Marina Taliano scite author profile

Insulin-like growth factor binding protein (IGFBP)-3 has both growth-inhibiting and growth-promoting effects at the cellular level. The cytotoxic action of several anticancer drugs is linked to increased ceramide generation through sphingomyelin hydrolysis or de novo biosynthesis. Herein, we investigated the role of IGFBP-3 on apoptosis of human umbilical vein endothelial cells (HUVEC) and its relationship with ceramide levels. We report that IGFBP-3 exerts dual effects on HUVEC, potentiating doxorubicin-induced apoptosis but enhancing survival in serum-starved conditions. Ceramide was increased by IGFBP-3 in the presence of doxorubicin and decreased when IGFBP-3 was added alone to cells cultured in serum-free medium. The protection exerted by the ceramide synthase inhibitor fumonisin B1 over doxorubicin-induced apoptosis was enhanced by IGFBP-3 with concomitant reduction of ceramide levels.

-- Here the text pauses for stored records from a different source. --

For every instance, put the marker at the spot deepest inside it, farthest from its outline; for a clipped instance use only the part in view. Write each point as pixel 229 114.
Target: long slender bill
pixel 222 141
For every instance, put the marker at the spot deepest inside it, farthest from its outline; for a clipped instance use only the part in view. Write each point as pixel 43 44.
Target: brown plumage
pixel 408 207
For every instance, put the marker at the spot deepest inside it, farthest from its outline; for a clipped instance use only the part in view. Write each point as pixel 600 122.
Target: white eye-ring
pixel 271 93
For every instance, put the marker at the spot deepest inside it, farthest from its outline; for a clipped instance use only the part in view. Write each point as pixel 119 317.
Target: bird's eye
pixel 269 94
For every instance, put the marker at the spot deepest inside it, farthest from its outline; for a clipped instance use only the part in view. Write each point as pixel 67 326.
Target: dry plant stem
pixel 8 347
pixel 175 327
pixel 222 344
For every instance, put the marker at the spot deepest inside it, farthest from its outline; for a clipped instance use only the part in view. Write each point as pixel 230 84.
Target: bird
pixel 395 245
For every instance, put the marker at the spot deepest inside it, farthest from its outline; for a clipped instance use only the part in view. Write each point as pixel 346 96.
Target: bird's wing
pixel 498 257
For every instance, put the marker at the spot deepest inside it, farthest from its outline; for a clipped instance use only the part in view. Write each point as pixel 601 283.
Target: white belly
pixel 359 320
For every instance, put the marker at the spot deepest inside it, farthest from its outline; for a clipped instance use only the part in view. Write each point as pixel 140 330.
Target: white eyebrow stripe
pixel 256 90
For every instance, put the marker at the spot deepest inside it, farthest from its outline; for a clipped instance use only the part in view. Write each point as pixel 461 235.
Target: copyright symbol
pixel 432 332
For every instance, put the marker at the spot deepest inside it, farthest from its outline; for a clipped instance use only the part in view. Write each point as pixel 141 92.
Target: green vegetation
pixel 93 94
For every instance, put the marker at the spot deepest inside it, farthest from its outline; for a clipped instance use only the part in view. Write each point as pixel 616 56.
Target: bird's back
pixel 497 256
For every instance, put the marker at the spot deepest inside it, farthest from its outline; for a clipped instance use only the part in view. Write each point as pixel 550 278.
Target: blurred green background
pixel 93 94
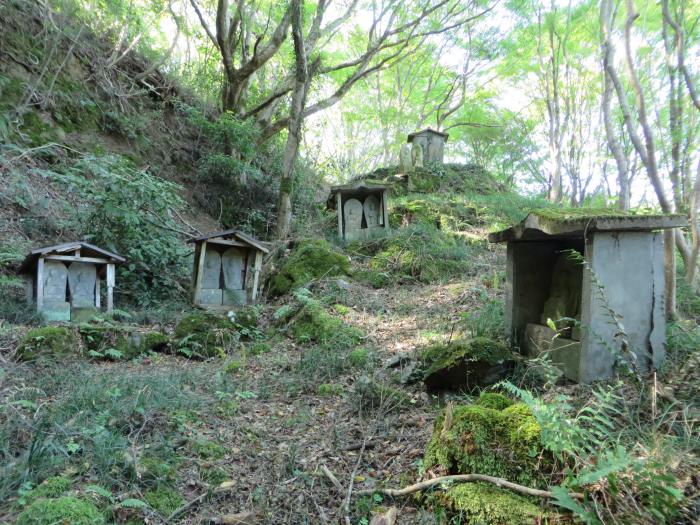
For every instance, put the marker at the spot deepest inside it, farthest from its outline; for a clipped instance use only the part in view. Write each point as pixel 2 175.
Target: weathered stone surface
pixel 81 279
pixel 55 280
pixel 212 270
pixel 417 155
pixel 564 301
pixel 352 216
pixel 373 212
pixel 405 159
pixel 211 296
pixel 233 263
pixel 465 364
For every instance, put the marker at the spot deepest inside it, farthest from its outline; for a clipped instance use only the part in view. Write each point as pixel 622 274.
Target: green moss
pixel 310 259
pixel 109 341
pixel 55 341
pixel 503 443
pixel 155 342
pixel 66 509
pixel 493 400
pixel 164 500
pixel 329 389
pixel 486 504
pixel 204 334
pixel 442 356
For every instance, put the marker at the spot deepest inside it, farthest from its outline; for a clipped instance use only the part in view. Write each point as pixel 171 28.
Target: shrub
pixel 308 260
pixel 66 509
pixel 55 341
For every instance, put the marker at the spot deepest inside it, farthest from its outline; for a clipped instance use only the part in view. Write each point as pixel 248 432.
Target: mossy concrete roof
pixel 576 222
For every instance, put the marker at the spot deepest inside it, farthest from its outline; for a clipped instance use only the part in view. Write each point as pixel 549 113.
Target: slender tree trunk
pixel 301 84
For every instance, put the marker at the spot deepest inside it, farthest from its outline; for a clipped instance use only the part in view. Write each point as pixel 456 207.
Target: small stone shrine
pixel 432 146
pixel 65 281
pixel 362 209
pixel 227 268
pixel 597 279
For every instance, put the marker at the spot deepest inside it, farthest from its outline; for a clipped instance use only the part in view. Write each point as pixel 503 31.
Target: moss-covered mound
pixel 312 323
pixel 465 363
pixel 476 439
pixel 66 509
pixel 54 341
pixel 204 334
pixel 488 505
pixel 309 259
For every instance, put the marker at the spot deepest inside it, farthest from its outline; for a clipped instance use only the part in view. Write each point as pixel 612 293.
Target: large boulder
pixel 308 260
pixel 465 364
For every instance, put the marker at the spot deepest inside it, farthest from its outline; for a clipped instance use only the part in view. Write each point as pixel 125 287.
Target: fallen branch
pixel 464 478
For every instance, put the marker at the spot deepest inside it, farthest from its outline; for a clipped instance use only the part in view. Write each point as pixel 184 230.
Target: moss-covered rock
pixel 308 260
pixel 489 505
pixel 164 500
pixel 476 439
pixel 204 334
pixel 110 341
pixel 54 341
pixel 66 509
pixel 465 363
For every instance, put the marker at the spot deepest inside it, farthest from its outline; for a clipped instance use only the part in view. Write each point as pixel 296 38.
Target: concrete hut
pixel 227 268
pixel 362 209
pixel 432 143
pixel 597 279
pixel 64 281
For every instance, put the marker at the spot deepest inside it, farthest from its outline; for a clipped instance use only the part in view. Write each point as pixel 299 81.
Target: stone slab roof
pixel 543 223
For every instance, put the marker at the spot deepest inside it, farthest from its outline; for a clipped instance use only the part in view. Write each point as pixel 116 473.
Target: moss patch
pixel 61 510
pixel 310 259
pixel 480 440
pixel 204 334
pixel 164 500
pixel 488 505
pixel 465 363
pixel 53 341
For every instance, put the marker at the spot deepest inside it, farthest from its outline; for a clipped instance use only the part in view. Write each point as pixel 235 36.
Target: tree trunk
pixel 301 84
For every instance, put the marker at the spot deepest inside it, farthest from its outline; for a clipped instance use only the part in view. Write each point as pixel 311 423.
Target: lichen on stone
pixel 66 509
pixel 308 260
pixel 53 341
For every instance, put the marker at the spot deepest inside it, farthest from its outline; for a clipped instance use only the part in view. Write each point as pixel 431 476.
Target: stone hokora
pixel 55 307
pixel 405 159
pixel 233 264
pixel 82 278
pixel 417 155
pixel 373 212
pixel 352 215
pixel 211 277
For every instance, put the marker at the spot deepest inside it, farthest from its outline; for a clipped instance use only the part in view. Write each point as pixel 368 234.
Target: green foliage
pixel 204 334
pixel 310 259
pixel 66 509
pixel 130 211
pixel 53 341
pixel 486 504
pixel 501 442
pixel 312 323
pixel 422 253
pixel 164 500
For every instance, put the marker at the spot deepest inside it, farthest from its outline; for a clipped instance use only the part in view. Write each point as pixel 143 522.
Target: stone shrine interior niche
pixel 226 269
pixel 64 281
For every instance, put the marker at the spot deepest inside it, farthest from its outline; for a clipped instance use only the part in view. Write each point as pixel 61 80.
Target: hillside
pixel 366 366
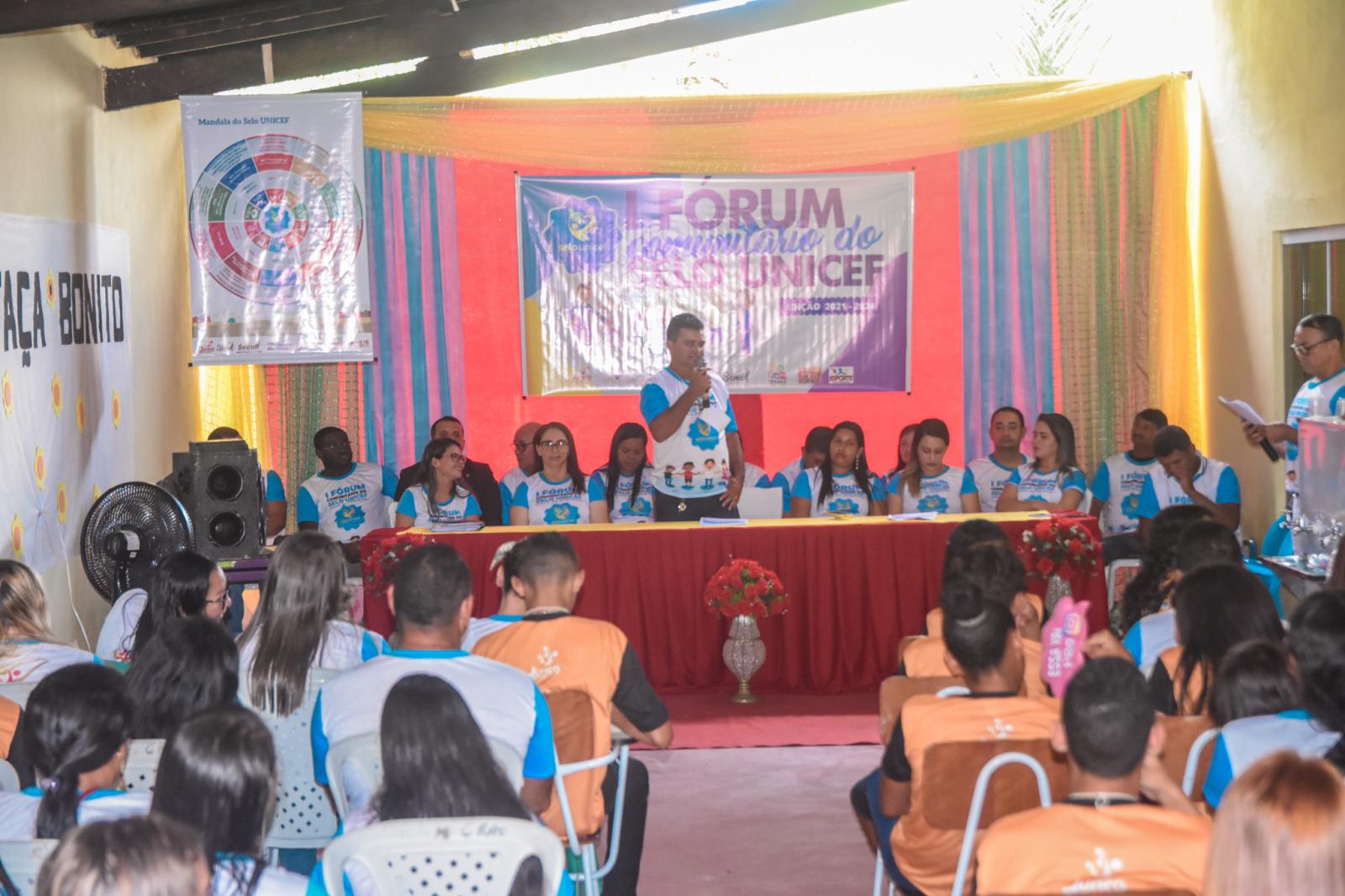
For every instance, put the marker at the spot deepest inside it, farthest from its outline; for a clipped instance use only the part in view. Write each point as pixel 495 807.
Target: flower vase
pixel 1056 591
pixel 744 654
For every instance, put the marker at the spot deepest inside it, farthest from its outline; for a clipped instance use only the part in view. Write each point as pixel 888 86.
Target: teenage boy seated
pixel 430 598
pixel 985 650
pixel 565 653
pixel 1102 838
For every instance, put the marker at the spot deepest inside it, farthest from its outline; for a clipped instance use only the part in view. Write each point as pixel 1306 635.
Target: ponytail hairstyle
pixel 861 465
pixel 304 589
pixel 179 589
pixel 614 466
pixel 76 721
pixel 910 478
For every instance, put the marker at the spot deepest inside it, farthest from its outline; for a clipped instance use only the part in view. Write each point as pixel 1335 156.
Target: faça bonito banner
pixel 804 282
pixel 279 256
pixel 65 381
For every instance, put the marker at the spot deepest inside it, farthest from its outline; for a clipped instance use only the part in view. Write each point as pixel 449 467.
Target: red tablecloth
pixel 857 588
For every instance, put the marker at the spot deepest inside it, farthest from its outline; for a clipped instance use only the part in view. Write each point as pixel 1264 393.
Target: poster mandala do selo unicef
pixel 276 217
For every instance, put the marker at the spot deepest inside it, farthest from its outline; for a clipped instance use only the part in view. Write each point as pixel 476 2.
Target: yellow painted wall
pixel 1271 78
pixel 61 156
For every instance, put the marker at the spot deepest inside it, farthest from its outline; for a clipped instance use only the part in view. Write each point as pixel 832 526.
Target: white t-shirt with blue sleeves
pixel 349 506
pixel 1116 485
pixel 847 495
pixel 1047 488
pixel 551 503
pixel 427 513
pixel 623 509
pixel 1243 741
pixel 941 493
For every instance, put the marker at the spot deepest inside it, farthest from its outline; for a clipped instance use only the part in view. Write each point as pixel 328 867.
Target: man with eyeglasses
pixel 697 450
pixel 346 499
pixel 477 477
pixel 1318 346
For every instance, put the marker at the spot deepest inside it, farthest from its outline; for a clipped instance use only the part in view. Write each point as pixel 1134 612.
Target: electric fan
pixel 129 530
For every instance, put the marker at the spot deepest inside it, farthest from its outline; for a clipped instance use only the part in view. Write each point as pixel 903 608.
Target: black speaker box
pixel 219 485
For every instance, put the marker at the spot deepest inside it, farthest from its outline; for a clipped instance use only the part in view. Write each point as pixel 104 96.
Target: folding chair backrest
pixel 24 860
pixel 475 856
pixel 896 690
pixel 143 764
pixel 950 774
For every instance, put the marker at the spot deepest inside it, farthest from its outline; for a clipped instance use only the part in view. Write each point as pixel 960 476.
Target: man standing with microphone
pixel 697 450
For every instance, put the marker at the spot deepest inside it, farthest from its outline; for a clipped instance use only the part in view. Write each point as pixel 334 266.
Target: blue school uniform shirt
pixel 1047 488
pixel 623 509
pixel 941 493
pixel 847 495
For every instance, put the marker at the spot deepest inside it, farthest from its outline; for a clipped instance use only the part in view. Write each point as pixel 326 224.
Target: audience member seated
pixel 29 650
pixel 347 498
pixel 1102 838
pixel 992 472
pixel 592 656
pixel 928 483
pixel 557 494
pixel 1188 478
pixel 440 495
pixel 1116 485
pixel 219 777
pixel 986 651
pixel 300 625
pixel 842 485
pixel 436 764
pixel 76 730
pixel 190 667
pixel 1053 479
pixel 275 490
pixel 150 856
pixel 430 598
pixel 477 478
pixel 504 566
pixel 629 495
pixel 1281 830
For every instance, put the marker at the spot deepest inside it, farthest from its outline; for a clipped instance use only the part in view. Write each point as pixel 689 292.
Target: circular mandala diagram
pixel 276 219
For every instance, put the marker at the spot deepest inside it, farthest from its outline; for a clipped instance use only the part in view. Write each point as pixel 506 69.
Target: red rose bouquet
pixel 1055 548
pixel 746 588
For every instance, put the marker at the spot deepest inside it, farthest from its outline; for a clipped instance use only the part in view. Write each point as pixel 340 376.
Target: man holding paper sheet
pixel 1318 346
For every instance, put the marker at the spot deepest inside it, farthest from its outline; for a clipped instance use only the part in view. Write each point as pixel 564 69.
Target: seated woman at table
pixel 927 483
pixel 440 495
pixel 1052 481
pixel 557 494
pixel 629 495
pixel 842 483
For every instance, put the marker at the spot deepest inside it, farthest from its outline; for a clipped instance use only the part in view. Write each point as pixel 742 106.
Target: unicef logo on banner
pixel 583 235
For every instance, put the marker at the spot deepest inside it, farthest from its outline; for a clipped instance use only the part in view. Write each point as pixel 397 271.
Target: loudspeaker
pixel 219 485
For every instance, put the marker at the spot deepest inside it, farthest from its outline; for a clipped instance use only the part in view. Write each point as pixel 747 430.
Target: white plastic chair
pixel 978 801
pixel 587 851
pixel 477 856
pixel 141 766
pixel 24 860
pixel 304 817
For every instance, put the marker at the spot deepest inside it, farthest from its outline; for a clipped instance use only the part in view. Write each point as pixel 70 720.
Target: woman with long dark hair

IGFBP-3 alone activated sphingosine kinase (SK) and increased SK1 mRNA; the SK inhibitor N,N-dimethylsphingosine (DMS) blocked IGFBP-3 antiapoptotic effect. Moreover, IGFBP-3 increased IGF-I mRNA and dramatically enhanced IGF-I release. IGF-I receptor (IGF-IR) and its downstream signaling pathways Akt and ERK were phosphorylated by IGFBP-3, whereas inhibition of IGF-IR phosphorylation with tyrphostin AG1024 suppressed the antiapopoptic effect of IGFBP-3. Finally, IGFBP-3 increased endothelial cell motility in all experimental conditions. These findings provide evidence that IGFBP-3 differentially regulates endothelial cell apoptosis by involvement of the sphingolipid signaling pathways. Moreover, the survival effect of IGFBP-3 seems to be mediated by the IGF-IR.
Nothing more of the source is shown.